Legitimate Divergence

Not everything that differed was drift. Both branches made valid design choices in areas the intent artifact didn't constrain:

UI layout: sidebar-based notes list vs split-pane. The artifact said nothing about navigation patterns.
Visual styling: different color schemes, typography, spacing. "Clean modern UI" leaves room for interpretation.
State management: different approaches to DOM manipulation. The artifact specified performance targets, not technology.

These are healthy differences. The artifact correctly left room for implementation freedom here.

Result

The hypothesis held — and the result was sharper than expected.

The intent-driven implementation preserved both todo features and markdown capability. The prompt-only implementation preserved markdown but explicitly failed to build real todo functionality.
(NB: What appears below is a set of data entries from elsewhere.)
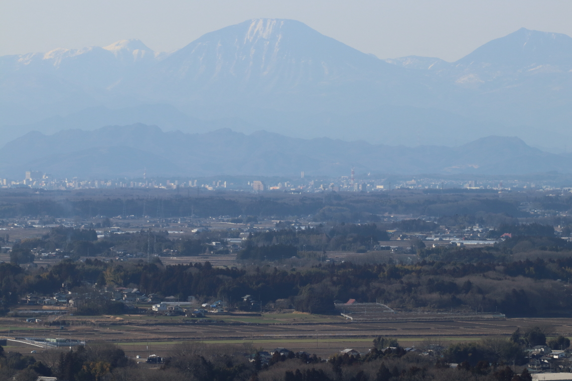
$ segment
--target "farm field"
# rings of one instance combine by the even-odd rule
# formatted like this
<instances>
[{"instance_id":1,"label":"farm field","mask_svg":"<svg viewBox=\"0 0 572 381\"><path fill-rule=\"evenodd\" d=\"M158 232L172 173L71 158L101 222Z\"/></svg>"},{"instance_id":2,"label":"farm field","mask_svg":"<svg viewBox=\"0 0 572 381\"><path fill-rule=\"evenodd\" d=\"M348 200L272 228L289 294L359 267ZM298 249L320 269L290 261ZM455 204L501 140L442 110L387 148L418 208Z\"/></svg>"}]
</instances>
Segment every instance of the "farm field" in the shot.
<instances>
[{"instance_id":1,"label":"farm field","mask_svg":"<svg viewBox=\"0 0 572 381\"><path fill-rule=\"evenodd\" d=\"M72 325L60 330L59 326L26 323L21 318L3 318L0 319L0 335L7 336L9 328L13 337L59 336L85 340L88 343L103 340L116 343L130 356L142 357L149 354L168 356L176 343L187 340L200 342L213 350L221 347L237 350L253 346L266 350L283 347L327 357L345 348L367 351L378 335L397 338L402 346L408 347L419 346L427 338L448 345L487 336L506 336L517 327L522 330L534 326L550 326L559 334L572 336L572 319L569 318L469 320L452 317L449 320L429 318L351 322L338 315L294 313L264 314L252 318L217 316L201 323L182 316L122 315L64 318ZM10 342L9 345L9 350L22 352L34 349Z\"/></svg>"}]
</instances>

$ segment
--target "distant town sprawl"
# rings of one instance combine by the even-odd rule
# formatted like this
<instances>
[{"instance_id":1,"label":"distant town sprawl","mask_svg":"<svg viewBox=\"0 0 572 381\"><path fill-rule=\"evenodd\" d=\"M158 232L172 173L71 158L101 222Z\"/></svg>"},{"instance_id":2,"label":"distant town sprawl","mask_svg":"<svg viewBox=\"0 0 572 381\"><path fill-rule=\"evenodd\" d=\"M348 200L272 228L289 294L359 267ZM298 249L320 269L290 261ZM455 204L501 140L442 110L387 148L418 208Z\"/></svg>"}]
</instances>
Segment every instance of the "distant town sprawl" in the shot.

The interesting part isn't that the intent-driven version was "better." It's that the prompt-only version was internally coherent. It worked. It looked polished. It just wasn't the product that was asked for. And the agent knew exactly why: it followed its own plan instead of the prompt.

Intent discovery prevented the coding agent from silently replacing the requested product with a different but internally coherent implementation plan.

Principle

Without an explicit intent artifact, coding agents may replace the original product concept with their own intermediate implementation framing and then execute that reframing consistently.

The practical corollary: intent artifacts don't just reduce ambiguity. They protect the original product center of gravity from being overwritten during planning.

Follow-Up

Does this pattern repeat with simpler prompts that have only one plausible anchor?
What about workflow apps with strong state transitions, where the "center" is harder to reframe?
Security-sensitive features with trust-boundary constraints — does plan substitution happen there too?

The intent format itself might benefit from explicitly representing primary product concept, mandatory supporting capabilities, and optional capabilities — making it structurally harder to demote a mandatory capability.

Limitations

Both branches used the same model family. Model-specific tendencies may have shaped both outputs.
The intent-driven branch received more structured input, so the improvement could partly reflect context volume rather than intent structure.
Performance claims (sub-100ms response times) come from reading the code, not from benchmarks.
Single run per branch. A different run might produce a different plan substitution pattern — or none at all.
The comparison was written knowing both branches existed, which could introduce framing bias.